Monday, October 15, 2018
How the rural-urban divide is changing the Democratic Party in Minnesota
The Democratic Party has been losing rural voters for years, most notably in the 2016 election when rural voters came out en masse for Republican Donald Trump. Even in Minnesota, usually rock-solid blue, the tension between rural and urban residents is eroding the Democrats' rural support.
The Democratic Party's hold on Minnesota is formidable, in part because the state-level party merged with the Farmer-Labor Party long ago to create a populist powerhouse. "Republicans have not won Minnesota’s electoral votes since 1972. No Republican candidate running for a U.S. Senate seat or the governorship has won more than 50 percent of the vote since Arne Carlson in 1994," Reid Wilson reports for The Hill. "President Trump lost Minnesota by just 45,000 votes in 2016, the closest any Republican has come to winning the state since Ronald Reagan’s re-election bid in 1984. Trump became the first Republican to win parts of Minnesota’s Iron Range, like Itasca County in the northeast corner of the state, since Herbert Hoover in 1928." Trump won 19 Minnesota counties that went for Obama in 2008 and 2012.

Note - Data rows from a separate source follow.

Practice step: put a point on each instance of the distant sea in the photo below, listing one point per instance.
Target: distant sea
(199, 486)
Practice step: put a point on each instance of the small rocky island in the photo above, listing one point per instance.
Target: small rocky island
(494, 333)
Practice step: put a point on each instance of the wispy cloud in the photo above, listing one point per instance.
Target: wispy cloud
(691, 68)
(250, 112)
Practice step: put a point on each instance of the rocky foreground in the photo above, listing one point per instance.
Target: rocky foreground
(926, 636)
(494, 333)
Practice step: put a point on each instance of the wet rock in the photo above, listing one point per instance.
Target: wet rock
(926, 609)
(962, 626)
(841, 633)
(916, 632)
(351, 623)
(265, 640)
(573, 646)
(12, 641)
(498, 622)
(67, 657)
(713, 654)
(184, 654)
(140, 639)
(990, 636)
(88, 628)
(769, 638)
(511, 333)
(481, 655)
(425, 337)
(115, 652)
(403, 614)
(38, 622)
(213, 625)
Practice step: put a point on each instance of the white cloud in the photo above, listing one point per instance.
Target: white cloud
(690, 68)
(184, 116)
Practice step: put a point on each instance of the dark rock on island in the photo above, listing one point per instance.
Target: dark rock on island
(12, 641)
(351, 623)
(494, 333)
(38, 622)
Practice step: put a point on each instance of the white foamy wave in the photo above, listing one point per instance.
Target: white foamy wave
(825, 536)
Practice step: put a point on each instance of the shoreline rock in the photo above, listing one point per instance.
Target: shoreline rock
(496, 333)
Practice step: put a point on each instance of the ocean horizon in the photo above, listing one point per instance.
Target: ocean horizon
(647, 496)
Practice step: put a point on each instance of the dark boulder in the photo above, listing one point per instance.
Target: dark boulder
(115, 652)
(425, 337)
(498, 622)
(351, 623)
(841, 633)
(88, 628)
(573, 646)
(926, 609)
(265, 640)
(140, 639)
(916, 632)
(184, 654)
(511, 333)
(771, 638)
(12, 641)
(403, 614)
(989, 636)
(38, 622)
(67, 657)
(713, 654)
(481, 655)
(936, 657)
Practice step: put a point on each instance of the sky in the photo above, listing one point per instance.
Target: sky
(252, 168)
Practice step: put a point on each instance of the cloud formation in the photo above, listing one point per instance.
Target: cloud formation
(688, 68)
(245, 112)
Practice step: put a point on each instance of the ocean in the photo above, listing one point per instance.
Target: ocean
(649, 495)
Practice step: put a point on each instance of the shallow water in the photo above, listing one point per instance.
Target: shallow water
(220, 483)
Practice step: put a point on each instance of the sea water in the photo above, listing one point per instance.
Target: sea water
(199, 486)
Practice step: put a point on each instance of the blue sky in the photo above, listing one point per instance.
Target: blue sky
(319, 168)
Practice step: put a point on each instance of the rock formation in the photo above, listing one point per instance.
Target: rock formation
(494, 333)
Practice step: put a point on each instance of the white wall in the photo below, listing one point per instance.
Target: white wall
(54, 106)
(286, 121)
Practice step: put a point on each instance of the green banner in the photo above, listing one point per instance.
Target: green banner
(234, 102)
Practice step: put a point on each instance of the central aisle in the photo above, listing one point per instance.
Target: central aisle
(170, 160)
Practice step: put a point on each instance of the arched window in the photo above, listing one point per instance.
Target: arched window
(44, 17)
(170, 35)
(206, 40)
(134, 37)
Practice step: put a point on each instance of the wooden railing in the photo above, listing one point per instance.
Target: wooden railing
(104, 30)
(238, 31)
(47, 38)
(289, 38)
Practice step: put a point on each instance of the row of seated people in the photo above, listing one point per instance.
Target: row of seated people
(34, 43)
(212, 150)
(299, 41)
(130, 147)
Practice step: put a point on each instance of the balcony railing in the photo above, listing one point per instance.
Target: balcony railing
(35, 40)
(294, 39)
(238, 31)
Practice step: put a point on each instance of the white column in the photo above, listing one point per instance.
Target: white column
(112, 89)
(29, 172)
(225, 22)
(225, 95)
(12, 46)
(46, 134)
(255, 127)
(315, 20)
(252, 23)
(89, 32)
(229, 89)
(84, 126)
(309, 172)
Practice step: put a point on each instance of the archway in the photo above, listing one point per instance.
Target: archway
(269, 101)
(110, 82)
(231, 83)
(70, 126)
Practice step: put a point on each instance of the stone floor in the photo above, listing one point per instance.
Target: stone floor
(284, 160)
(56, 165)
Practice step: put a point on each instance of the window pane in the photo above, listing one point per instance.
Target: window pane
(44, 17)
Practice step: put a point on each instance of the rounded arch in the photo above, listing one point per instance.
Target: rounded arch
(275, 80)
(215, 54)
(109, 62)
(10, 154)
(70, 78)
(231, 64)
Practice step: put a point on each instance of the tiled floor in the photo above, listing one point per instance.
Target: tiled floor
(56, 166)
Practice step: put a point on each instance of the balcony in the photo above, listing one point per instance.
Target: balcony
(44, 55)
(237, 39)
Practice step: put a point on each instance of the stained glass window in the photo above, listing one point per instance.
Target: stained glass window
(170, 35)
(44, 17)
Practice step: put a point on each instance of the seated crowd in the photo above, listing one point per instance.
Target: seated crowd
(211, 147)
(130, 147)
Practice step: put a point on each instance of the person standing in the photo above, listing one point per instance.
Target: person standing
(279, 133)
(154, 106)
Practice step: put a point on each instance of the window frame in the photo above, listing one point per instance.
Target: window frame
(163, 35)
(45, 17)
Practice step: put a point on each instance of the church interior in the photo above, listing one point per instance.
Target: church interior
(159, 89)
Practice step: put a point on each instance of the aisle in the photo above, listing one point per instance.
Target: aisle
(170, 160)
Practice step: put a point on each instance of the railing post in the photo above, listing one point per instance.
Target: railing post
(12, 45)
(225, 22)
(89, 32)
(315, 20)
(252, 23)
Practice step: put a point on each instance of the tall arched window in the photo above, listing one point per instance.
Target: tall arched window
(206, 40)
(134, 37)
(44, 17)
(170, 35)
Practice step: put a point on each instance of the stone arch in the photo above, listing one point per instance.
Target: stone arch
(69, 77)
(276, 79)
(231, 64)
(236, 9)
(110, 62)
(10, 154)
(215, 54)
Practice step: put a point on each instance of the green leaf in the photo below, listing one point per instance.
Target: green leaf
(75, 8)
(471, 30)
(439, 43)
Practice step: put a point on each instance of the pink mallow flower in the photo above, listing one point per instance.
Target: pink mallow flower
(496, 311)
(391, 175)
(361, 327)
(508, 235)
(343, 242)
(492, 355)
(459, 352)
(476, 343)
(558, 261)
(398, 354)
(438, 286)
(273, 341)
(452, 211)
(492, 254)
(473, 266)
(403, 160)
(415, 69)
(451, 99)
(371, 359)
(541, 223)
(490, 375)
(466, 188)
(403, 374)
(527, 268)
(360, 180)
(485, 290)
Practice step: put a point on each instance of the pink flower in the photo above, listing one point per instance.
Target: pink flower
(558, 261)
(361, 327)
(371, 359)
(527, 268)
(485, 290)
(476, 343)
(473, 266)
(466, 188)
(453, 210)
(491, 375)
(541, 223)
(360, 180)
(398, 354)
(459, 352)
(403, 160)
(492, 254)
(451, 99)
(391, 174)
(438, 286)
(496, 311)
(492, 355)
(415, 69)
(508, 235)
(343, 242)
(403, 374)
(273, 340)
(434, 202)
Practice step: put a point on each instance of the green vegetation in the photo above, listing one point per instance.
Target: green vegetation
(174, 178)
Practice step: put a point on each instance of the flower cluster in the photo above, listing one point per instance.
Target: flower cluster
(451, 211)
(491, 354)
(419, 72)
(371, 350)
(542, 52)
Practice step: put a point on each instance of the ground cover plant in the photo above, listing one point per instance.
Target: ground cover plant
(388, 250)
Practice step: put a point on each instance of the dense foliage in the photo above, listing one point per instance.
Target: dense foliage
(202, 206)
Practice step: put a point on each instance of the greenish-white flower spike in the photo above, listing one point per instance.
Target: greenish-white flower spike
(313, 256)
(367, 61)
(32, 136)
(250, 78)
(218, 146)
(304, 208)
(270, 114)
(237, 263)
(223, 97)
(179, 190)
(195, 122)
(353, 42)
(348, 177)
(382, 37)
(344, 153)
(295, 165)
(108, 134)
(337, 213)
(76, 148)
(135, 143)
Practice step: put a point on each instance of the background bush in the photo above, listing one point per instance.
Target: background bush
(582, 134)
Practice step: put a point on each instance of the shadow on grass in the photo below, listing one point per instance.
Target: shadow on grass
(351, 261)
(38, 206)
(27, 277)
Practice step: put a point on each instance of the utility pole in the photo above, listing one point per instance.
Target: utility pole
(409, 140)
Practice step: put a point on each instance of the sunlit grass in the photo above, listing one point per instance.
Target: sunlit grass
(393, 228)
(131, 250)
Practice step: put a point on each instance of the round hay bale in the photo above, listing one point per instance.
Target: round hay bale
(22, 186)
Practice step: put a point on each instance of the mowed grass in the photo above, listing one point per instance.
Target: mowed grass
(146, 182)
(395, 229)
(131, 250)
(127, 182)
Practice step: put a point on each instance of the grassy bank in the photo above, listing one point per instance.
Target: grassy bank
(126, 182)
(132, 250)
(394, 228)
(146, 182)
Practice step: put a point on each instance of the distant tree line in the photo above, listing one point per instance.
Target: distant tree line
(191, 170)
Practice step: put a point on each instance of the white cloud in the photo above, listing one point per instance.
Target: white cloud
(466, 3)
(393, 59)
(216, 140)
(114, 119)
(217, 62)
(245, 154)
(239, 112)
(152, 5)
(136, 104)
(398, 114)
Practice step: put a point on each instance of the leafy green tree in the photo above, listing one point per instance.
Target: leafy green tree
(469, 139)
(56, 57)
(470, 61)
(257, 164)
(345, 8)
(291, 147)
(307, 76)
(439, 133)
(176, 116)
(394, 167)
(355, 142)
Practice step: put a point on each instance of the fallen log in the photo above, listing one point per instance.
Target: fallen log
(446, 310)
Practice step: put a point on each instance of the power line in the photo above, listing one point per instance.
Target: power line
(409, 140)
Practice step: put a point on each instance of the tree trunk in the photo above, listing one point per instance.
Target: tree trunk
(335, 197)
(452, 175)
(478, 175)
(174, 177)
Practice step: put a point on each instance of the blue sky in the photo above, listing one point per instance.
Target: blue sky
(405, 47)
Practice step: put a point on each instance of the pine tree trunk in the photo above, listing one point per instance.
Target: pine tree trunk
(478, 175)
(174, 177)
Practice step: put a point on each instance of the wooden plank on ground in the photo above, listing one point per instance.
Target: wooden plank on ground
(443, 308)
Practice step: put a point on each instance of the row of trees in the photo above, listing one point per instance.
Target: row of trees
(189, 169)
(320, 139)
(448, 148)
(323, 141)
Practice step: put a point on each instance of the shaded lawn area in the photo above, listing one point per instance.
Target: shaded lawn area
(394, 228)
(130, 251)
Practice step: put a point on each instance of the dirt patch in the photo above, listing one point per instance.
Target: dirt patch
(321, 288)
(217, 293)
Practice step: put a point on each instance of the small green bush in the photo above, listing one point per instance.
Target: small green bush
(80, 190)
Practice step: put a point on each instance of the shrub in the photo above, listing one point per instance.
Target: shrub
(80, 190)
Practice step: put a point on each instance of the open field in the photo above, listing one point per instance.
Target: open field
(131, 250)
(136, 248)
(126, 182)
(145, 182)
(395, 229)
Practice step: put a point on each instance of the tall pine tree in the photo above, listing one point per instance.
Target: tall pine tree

The big problem for the DFL Party: Rural people worry that it doesn't care enough about blue-collar workers and farmers. Obama limited copper and nickel mining in the Iron Range, and Democratic Gov. Mark Dayton signed a law requiring farmers to leave a buffer of up to 50 feet between fields and waterways to limit fertilizers pollution, reducing the land cash-strapped farmers could use. "You’ve lost productivity, the ability to raise a crop," Kevin Paap, a fourth-generation corn and soybean farmer in Blue Earth County and the president of the state Farm Bureau, told Wilson. "Many feel like it was a taking."
"The far left is trying to stop [blue collar] jobs. You can't tell people you're for them when your party is trying to take away jobs," Jason George, business manager of the International Union of Operating Engineers Local 49, a mining union, told Wilson. "Minnesota is emblematic of the problem that Democrats have around the rest of the country." The DFL, he said, "has abandoned the F and the L."